EU AI Act Bans Untargeted Facial Scraping

What if your casual selfie becomes fodder for mass surveillance AI? The EU AI Act just banned untargeted facial scraping, echoing Clearview AI's GDPR fines—and promising more pain for data hoovers.

EU AI Act Draws Red Line on Scraping Your Face from the Web — theAIcatchup

Key Takeaways

  • EU AI Act Article 5(1)(e) bans untargeted facial scraping for recognition databases, echoing GDPR fines on Clearview AI.
  • Targeted scraping escapes the ban but still faces GDPR biometric hurdles.
  • Loopholes for deepfakes exist, but expect regulatory tightening amid privacy fears.

A Dutch startup’s servers hum, pulling millions of faces from public webcams and social feeds. No consent. No notice. Just raw data for the next big facial recognition beast.

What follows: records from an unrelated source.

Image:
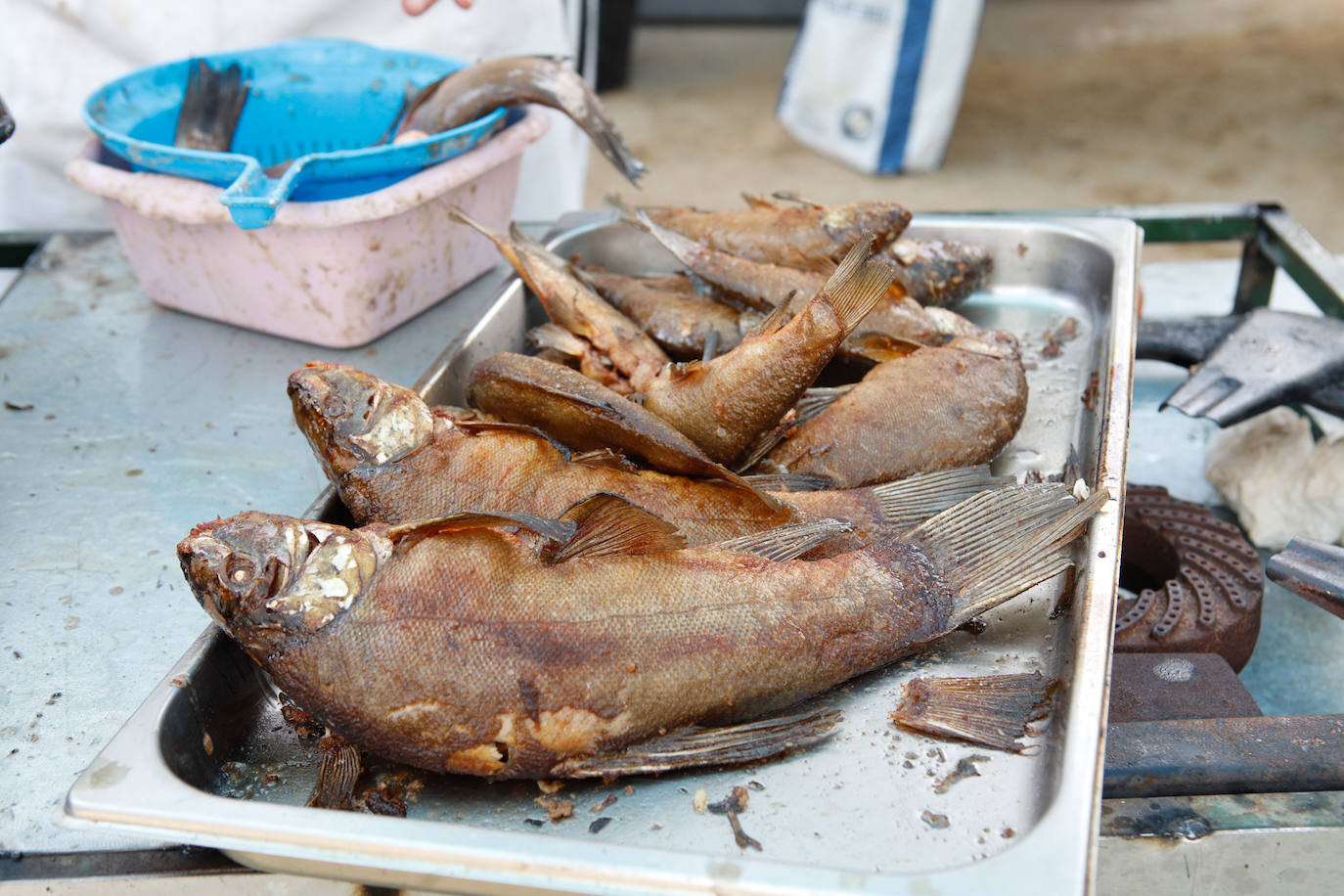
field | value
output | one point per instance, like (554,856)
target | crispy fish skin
(765,287)
(725,403)
(582,414)
(787,234)
(470,93)
(464,467)
(761,285)
(573,304)
(935,409)
(455,645)
(940,272)
(674,312)
(460,465)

Then — bam — EU regulators swoop in. That’s the future Article 5(1)(e) of the EU AI Act paints, banning untargeted scraping of facial images from the internet or CCTV to create or expand recognition databases. It’s not vague; it’s a red line, drawn thick.

Zoom out. This isn’t about the recognition itself — that’s Article 5(1)(h), with its own headaches. No, this targets the dirty prep work: hoovering up biometric gold without a care. The European Commission’s guidelines hammer it home, echoing Recital 43.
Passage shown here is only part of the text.